Dos fallos recientes condenan al Fisco por lesiones oculares en las protestas de 2019, aumentando presión sobre investigaciones pendientes.
El Noveno Juzgado Civil de Santiago acogió parcialmente una demanda y condenó al Fisco de Chile a pagar $51.200.000 a Daniel Eduardo Acevedo Leiva por fracturas nasales y un trauma ocular severo causado por el impacto de una bomba lacrimógena durante las protestas de octubre y noviembre de 2019; el juez Patricio Ponce Correa determinó que la víctima debió someterse a la evisceración del globo ocular y al uso permanente de una prótesis, y desglosó la indemnización en $1.200.000 por daño emergente y $50.000.000 por daño moral, rechazando la demanda en cuanto al lucro cesante y estableciendo el reajuste por IPC más intereses.
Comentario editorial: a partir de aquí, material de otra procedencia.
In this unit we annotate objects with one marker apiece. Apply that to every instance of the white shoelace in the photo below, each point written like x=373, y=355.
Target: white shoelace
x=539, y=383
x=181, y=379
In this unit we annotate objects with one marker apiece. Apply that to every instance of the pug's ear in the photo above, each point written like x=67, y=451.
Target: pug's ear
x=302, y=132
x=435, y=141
En un fallo separado, el Séptimo Juzgado Civil de Santiago condenó al Estado a pagar 33,9 millones de pesos a Diego Sepúlveda Miranda por la pérdida de más del 50% de la visión en el ojo izquierdo tras recibir un disparo de perdigón en Plaza Baquedano el 24 de octubre de 2019; el tribunal concluyó que el impacto se produjo desde una distancia inferior a la recomendada en manuales técnicos del Departamento de Criminalística (Labocar) y calificó el hecho como una falta de servicio derivada de negligencia, pese a que no se identificó al funcionario autor del disparo.
Ambos fallos se inscriben en un contexto más amplio: las protestas dejaron una treintena de muertos y miles de heridos, la Unidad de Trauma Ocular del Hospital del Salvador atendió 259 pacientes entre el 18 de octubre y el 30 de noviembre de 2019 y se han registrado más de 400 casos de daño ocular graves, mientras continúan abiertas miles de causas judiciales y las indagaciones hacia mandos superiores siguen en curso; las indemnizaciones ordenadas deberán reajustarse por IPC y devengar intereses, pero queda pendiente la ejecución efectiva de pagos y la identificación de responsables en muchos expedientes.